We have now completely solved the “Economic Order Quantity” problem, as such. This is just a simple toy problem, just an exercise in elementary algebra, but it begins to illustrate the idea of trade-offs of holding costs vs. order frequency, which often comes up in supply chain theory.

(You may note how we did not consider in our analysis either the revenue gained from selling items, or the cost per item our supplier may charge us beyond the fixed transaction cost of placing an order in itself. These might be considered the two most basic terms of the profit of our business! But that’s because these are both irrelevant to the minimization problem at hand: the rate of revenue gained from selling items is constant, given the constant demand, and similarly, since we purchase items at the same amortized rate that we sell them, the corresponding component of the ordering cost is constant as well.)

Incidentally, note how, by suitable choice of units, every instance of this problem is simply an examination of the dynamics of the function \(X + \frac{1}{X}\); this tells us how poorly we do if instead of choosing the optimal \(Q\), we instead must choose a value \(rQ\) (modifying the order quantity from its optimal value by a factor of \(r\) will inflate the incurred costs by a factor of \(\left(r + \frac{1}{r}\right)/2\)). And, by connecting this problem to the arithmetic/geometric mean inequality, we quickly connect it to a whole web of interesting and well-studied other mathematics.

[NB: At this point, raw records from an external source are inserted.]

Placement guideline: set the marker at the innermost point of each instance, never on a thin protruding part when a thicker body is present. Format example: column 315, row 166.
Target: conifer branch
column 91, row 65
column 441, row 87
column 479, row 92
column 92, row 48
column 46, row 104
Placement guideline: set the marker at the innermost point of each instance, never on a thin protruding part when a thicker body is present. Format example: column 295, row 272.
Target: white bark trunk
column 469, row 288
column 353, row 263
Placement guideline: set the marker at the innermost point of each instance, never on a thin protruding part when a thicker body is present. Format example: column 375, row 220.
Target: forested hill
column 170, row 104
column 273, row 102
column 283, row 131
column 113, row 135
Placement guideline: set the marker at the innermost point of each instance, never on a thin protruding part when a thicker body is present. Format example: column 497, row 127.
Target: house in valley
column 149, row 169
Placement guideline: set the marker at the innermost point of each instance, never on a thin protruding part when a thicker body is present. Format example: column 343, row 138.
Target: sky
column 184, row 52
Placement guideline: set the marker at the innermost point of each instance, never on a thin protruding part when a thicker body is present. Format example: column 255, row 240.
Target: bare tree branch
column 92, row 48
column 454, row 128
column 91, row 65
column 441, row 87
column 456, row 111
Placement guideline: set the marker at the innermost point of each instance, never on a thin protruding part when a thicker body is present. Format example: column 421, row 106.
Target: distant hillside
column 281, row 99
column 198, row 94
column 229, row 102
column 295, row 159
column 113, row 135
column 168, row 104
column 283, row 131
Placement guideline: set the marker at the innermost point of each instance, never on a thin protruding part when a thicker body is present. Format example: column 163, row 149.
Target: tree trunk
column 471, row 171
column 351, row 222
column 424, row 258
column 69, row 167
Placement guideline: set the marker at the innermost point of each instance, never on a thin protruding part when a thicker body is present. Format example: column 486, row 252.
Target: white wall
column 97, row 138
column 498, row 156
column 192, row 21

Much of this is obscured in all the traditional writeups of the Economic Order Quantity I see, which, instead of noting the arithmetic/geometric mean inequality, carry out the optimization by taking derivatives and setting the derivative to zero. This does at least connect to another notable aspect of the problem which comes up again throughout supply chain theory (the “convexity” of the cost function whose minimum is sought, such that the minimum is precisely the point at which marginal costs shift from decreasing to increasing), but at the cost (heh) of making it seem far less elementary than it really is (as though it requires calculus, and not merely basic algebra). C’est la vie.

Anyway, I will likely have another post on the arithmetic/geometric mean inequality to come at some point, as well as a post on the concept of function convexity, both from the point of view of pure mathematics and highlighting some of its extremely important applications in supply chain theory (including the generalization to the concept of “K-convexity”, a beautiful bit of mathematics that seems to live in supply chain theory alone and not yet have found other uses).